Armstrong, Trone Bill to Provide Funding to States to Fight Opioid Epidemic Overwhelmingly Passes House

October 20, 2021
Press Release

WASHINGTON – Today, Congressman Kelly Armstrong (R-ND) released the following statement after his bill with Congressman David Trone (D-MD), the State Opioid Response Grant Authorization Act of 2021 (H.R. 2379), overwhelmingly passed the U.S. House of Representatives, 380-46.

This legislation authorizes $10.5 billion over six years in flexible funding for State Opioid Response (SOR) Grants and Tribal Opioid Response (TOR) Grants to fight the opioid epidemic on the front lines. Additionally, the bill gives states and tribal authorities more certainty regarding this funding by providing congressional authorization for the next six years.

“The epidemics of opioid addiction and substance abuse continue to ravage families and communities across the country,” said Congressman Armstrong. “I am happy to see the House pass our bipartisan bill to provide stable and certain funding for our state, local, and tribal governments to combat this crisis.”

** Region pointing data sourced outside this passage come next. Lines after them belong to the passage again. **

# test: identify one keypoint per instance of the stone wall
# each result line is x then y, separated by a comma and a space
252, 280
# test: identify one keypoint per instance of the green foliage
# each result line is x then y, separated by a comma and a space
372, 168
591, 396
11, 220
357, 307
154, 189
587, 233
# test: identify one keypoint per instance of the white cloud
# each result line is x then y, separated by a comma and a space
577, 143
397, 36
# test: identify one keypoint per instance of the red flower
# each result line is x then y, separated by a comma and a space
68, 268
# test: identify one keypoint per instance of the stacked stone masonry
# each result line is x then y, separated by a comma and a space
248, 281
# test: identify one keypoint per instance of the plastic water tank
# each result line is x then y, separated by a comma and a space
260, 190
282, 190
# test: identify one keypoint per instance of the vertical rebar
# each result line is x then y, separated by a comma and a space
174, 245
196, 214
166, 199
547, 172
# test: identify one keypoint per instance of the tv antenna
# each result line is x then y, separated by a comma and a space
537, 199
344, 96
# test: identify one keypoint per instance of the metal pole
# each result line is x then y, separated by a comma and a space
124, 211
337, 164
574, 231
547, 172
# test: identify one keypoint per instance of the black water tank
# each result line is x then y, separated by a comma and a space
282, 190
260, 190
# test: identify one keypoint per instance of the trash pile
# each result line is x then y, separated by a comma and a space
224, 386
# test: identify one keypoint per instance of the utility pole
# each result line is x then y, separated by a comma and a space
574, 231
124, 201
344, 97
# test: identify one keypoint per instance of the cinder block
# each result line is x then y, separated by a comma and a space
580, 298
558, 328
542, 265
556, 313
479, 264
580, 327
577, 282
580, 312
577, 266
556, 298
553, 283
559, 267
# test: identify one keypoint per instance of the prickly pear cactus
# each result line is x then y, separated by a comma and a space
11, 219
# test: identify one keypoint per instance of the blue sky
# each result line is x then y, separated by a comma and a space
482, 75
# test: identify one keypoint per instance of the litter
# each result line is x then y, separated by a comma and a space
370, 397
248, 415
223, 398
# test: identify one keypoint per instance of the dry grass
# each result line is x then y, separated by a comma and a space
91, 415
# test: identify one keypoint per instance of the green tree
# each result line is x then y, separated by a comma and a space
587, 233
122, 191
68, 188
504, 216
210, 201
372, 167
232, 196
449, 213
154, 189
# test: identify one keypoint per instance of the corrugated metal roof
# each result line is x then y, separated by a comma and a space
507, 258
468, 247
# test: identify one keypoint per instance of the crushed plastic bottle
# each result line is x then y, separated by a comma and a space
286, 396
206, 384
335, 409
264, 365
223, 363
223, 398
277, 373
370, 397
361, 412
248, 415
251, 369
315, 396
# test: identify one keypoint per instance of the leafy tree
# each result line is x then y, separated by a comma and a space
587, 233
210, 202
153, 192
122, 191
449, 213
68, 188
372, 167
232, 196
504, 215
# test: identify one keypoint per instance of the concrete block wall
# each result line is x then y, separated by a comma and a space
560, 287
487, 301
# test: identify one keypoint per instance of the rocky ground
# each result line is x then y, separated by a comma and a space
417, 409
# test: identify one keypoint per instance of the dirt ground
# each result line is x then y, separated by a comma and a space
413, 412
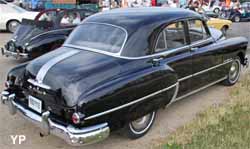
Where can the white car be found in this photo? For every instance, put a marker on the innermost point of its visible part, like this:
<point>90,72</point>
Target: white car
<point>11,16</point>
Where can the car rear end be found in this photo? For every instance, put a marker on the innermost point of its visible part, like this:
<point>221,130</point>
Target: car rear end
<point>44,107</point>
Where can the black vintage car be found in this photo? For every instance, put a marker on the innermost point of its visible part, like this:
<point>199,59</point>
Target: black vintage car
<point>47,32</point>
<point>117,68</point>
<point>238,15</point>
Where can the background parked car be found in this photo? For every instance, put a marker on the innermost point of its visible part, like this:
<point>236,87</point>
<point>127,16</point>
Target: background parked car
<point>218,23</point>
<point>237,15</point>
<point>215,7</point>
<point>47,32</point>
<point>11,16</point>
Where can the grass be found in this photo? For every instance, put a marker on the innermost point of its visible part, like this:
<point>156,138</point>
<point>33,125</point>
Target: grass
<point>223,127</point>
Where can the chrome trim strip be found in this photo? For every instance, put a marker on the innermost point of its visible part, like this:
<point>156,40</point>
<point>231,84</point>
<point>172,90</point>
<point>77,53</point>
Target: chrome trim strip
<point>175,93</point>
<point>197,43</point>
<point>39,84</point>
<point>206,70</point>
<point>50,32</point>
<point>45,68</point>
<point>202,88</point>
<point>165,53</point>
<point>131,103</point>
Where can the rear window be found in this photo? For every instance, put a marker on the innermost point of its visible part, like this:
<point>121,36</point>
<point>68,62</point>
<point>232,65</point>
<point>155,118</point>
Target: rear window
<point>102,37</point>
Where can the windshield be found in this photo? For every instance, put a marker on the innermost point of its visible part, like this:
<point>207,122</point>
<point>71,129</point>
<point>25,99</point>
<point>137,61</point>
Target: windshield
<point>102,37</point>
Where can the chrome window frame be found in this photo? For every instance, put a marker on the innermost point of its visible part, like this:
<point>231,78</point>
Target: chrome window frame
<point>98,50</point>
<point>204,27</point>
<point>165,39</point>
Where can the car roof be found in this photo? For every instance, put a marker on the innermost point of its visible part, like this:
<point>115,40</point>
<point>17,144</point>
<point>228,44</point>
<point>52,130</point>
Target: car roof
<point>134,18</point>
<point>141,24</point>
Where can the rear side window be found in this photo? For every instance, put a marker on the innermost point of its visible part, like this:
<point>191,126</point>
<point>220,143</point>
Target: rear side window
<point>197,31</point>
<point>2,2</point>
<point>173,36</point>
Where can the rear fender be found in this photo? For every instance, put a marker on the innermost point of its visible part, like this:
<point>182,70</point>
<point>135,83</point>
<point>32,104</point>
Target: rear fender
<point>146,90</point>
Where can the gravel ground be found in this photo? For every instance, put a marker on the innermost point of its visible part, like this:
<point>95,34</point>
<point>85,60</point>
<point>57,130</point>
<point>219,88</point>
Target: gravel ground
<point>167,120</point>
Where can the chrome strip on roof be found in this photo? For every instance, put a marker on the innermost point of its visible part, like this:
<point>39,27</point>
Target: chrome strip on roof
<point>44,33</point>
<point>45,68</point>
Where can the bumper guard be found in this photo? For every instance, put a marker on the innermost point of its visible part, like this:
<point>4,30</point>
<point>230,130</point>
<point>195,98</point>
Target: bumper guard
<point>16,55</point>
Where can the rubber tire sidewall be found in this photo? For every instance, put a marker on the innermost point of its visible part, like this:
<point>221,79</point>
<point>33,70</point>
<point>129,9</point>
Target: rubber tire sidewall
<point>8,28</point>
<point>130,133</point>
<point>227,82</point>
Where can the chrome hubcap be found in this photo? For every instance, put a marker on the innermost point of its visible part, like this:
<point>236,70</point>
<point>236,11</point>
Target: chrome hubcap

Full text of the legislation can be found here.


First implemented in P.L. 115-141 (the Consolidated Appropriations Act of 2018), SOR and TOR grants are awarded by the Substance Abuse and Mental Health Services Administration (SAMHSA) according to a formula and conditions set forth in that legislation. They are designed to supplement existing activities and support a comprehensive response to the opioid epidemic.

Per SAMHSA, “The program aims to address the opioid crisis by increasing access to medication-assisted treatment using the three FDA-approved medications for the treatment of opioid use disorder, reducing unmet treatment need, and reducing opioid overdose related deaths through the provision of prevention, treatment and recovery activities for opioid use disorder (OUD) (including prescription opioids, heroin and illicit fentanyl and fentanyl analogs).” These grants are awarded to states and territories via formula and the program includes a 15% set-aside for the ten states with the highest mortality rate related to drug overdose deaths.